Learning is an exciting life-long journey of discovery, full of wonder and awe inspiring. It begins at birth and ends in death, albeit many people are of the view that learning begins within foetal consciousness and continues post death, as we make the transition to complete enlightenment. I have always considered myself to be a facilitator of learning: a teacher, an educator, a trainer, an instructor; it does not really matter what term we use to describe what we do, we are those individuals who weave the magic that happens for each individual in the interface between teaching and learning.
I have always been first and foremost an educator, someone who relishes the opportunity to share knowledge, skills, experience and the cumulative of all these, wisdom. I have always seen this not only as a privilege but also a gift, I have considered what I do as a vocation, making a difference to the lives of others by enabling them to acquire knowledge, to develop an intellectual understanding which in turn leads to a seeking of truth in all aspects of life. This not only empowers human kind but is the fulfilment of our noblest human endowment, the power to know. This should not just be applied to our periods of formal education but in every facet of our life and work. We are always learning and should encourage everyone to learn, ‘to be the best that they can be’, to realise their potential and to use their informed human reason to act morally in the interests of others.
When I was at school a great teacher gave me a book entitled ‘Discovery’ one he had written describing his love of learning and how his pursuit of truth had translated into a love of others, into selfless action and a life of dedication to education, and to making a difference to the lives of the poor, the marginalised and the vulnerable. In the front of the book he wrote a personal message to me, it read “Ian may you always remain among those who aspire to be greater than the great and better than the best” and as a lifelong learner and educator I have tried to do this.

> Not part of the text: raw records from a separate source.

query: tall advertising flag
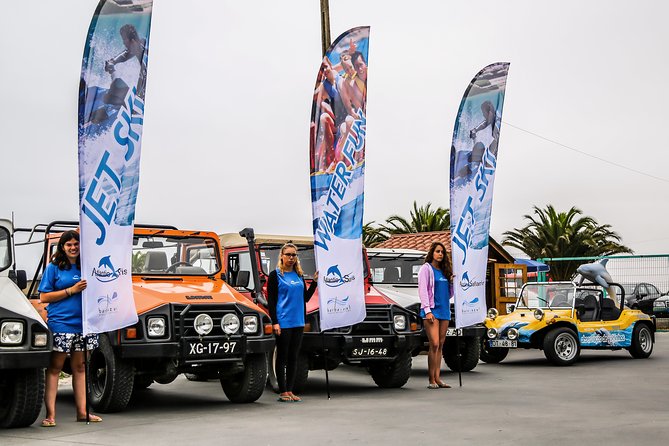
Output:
[450,63,509,327]
[310,26,369,331]
[79,0,153,334]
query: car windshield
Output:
[517,282,574,308]
[132,235,220,276]
[0,227,12,271]
[367,252,425,284]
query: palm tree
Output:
[502,204,633,280]
[381,201,451,235]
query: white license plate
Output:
[446,328,462,336]
[488,339,518,348]
[186,341,241,357]
[351,347,390,358]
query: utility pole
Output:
[321,0,331,57]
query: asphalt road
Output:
[0,332,669,446]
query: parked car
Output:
[653,295,669,317]
[220,228,423,392]
[0,219,52,428]
[622,282,662,314]
[481,282,655,366]
[367,248,485,372]
[29,222,274,412]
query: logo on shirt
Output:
[323,265,355,290]
[326,296,351,314]
[92,256,128,282]
[98,291,118,314]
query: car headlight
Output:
[33,333,49,347]
[221,313,239,334]
[244,316,258,333]
[193,313,214,336]
[0,321,23,345]
[393,314,407,331]
[146,317,167,338]
[506,327,518,341]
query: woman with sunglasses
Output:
[267,243,318,403]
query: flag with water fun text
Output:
[450,63,509,327]
[79,0,153,334]
[310,27,369,331]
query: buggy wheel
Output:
[544,327,581,366]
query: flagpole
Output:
[321,0,332,400]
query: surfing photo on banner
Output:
[450,63,509,328]
[79,0,153,334]
[310,26,369,331]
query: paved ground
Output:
[0,332,669,446]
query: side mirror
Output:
[235,271,251,288]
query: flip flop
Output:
[77,414,102,423]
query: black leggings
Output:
[276,327,304,393]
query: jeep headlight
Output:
[193,313,214,336]
[244,316,258,333]
[33,333,49,347]
[221,313,239,334]
[506,327,518,341]
[0,321,23,345]
[393,314,407,331]
[146,317,166,338]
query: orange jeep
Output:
[29,222,274,412]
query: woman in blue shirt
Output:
[418,242,453,389]
[39,231,102,427]
[267,243,318,402]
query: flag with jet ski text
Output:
[79,0,153,334]
[450,63,509,327]
[310,27,369,331]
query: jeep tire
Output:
[441,337,481,372]
[481,338,509,364]
[544,327,581,366]
[267,347,309,393]
[221,353,267,403]
[628,322,653,359]
[0,369,44,428]
[88,334,135,413]
[367,351,411,389]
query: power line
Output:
[502,121,669,183]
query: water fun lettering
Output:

Educators must have great aspiration if they are to provide inspiration to those they teach, they should always try to be better than what some may consider to be the best. We must encourage those we teach or indeed anyone with whom we come in contact to be better than us: not less good than us or even as good as us but better than us in every aspect of our lives. This surely is our mission as educators, as coaches, as mentors, as teachers or instructors. If we all did this can you even contemplate the difference we would be making to our communities, to our society and to our world and if such learning was underpinned with love? Yes I said it the ‘L’ word that we seem to want to avoid in the context of education.
That passion, that drive we have in fulfilling our mission to make a difference to the lives of others through enabling them to learn, is a charitable purpose based intuitively on our love for our fellow human beings.
Charity is often referred to as being ‘needs led and beneficiary focused’, in my nearly nine years with the Red Cross this was our mantra and one that provided a guide to what we did. In essence this can be applied to most activity in life as a primary factor for ‘success’. If you are always guided by the need and you focus on exceptional outcomes for a beneficiary, you cannot go far wrong, added to which if the benefit always outweighs the cost, you and they will achieve great things.
In the world of retail, the need could be a particular product developed through an understanding of the market and the beneficiary is the customer, if you exceed their expectations you will be guaranteed repeat business. If in turn, the income generated from the benefit you provide to the customer outweighs the cost of production, you will make a profit.
If we as educators, either in more formal education or just in the fulfilment of our mission in life, always recognise the need for what we do (that need can simply be to enable individuals to be the best they can be and/or driven by industry with that added value of enabling employment) and in allowing that need to be our driver, we focus all our efforts on achieving the best outcomes for our beneficiaries who are our learners, success will surely follow in every aspect of our work. If we then add to this the desire that benefit must outweigh cost, it always will, simply because the benefit is achieved as a life changing, life enhancing difference that we have made to the lives of others in the knowledge that it is the right thing to do.
Being an educator not only enables us to be great, it also encourages others to be the best they can be as a result of gaining knowledge and understanding. It does actually change lives and has the potential to change the world, if humbly taught and willingly received. Whether we see our interventions as a vocation borne out of a love for others or whether we are just accepting what we do as a gift to be shared, it will always be great.